Regardless of DSO market model, customer needs and attitudes are changing.  This will open up opportunities for new roles in the electricity value chain - roles which will be open to incumbent utilities, and new entrants. For example, vast amounts of data will need to be shared by multiple parties in close to real-time. New technical solutions, supported by compelling commercial propositions, will be required to manage this data on behalf of consumers, protecting them from complexity and allowing them to benefit from the flexibility they provide to the system.

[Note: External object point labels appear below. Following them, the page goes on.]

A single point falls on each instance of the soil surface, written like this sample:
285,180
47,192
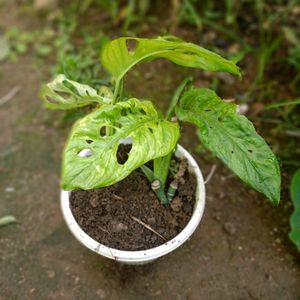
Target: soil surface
112,215
241,249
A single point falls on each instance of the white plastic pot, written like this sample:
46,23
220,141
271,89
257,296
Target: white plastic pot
144,256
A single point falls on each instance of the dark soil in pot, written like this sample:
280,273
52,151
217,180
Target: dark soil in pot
116,215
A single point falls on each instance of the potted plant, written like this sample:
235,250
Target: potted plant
124,136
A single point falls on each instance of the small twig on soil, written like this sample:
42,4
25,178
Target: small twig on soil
9,95
147,226
103,229
211,174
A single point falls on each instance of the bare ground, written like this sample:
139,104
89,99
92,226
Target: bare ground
240,251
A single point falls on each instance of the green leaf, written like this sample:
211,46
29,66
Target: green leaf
151,137
233,139
63,93
6,220
295,217
118,58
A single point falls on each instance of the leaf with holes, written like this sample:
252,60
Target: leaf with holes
90,157
295,217
63,93
118,58
232,138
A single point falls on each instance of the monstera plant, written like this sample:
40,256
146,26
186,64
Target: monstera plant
90,155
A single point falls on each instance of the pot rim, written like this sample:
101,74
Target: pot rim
143,256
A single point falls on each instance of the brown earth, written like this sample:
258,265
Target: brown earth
240,250
112,215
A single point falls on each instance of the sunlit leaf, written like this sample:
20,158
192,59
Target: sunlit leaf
90,156
233,139
121,54
295,217
63,93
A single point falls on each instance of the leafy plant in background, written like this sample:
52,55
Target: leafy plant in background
90,156
295,217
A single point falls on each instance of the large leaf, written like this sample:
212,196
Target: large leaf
233,139
151,137
118,58
295,217
63,93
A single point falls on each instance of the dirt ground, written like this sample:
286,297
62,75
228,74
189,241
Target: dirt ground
240,250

Whilst the DSO transition is underway, and these market models are starting to evolve, there is still significant uncertainty, and this can prevent incumbents and new entrants from moving forward. Whilst a high uptake of distributed energy resources (DER) is anticipated, current pinch points on networks are relatively isolated. The question therefore is how much investment in new capabilities should be made now? On the flip side, if network businesses are not ready, they could become a significant impediment to uptake of DER, and impact the speed of decarbonisation and achieving future net zero goals. Another unknown is the extent of customer engagement, and their willingness to adapt energy usage to save money on their bills (beyond the early adopters).

Taking all these unknowns into account, what can utilities and disruptors get started with? Regardless of the above uncertainties, utilities will need granular DER visibility; greater forecasting, data and digital capabilities; and a broader offering to give customers choice in how to connect to and use their networks. Third parties can work with utilities to help develop these capabilities and customer propositions, and test them on areas of the network with high DER uptake. These trials will help to understand better what customers want, how hybrid market models can work in practice, and the capabilities required to support the DSO transition. 

Whilst there are a lot of unknowns, one thing is certain: in a decade from now, our electricity systems will be operating very differently from today.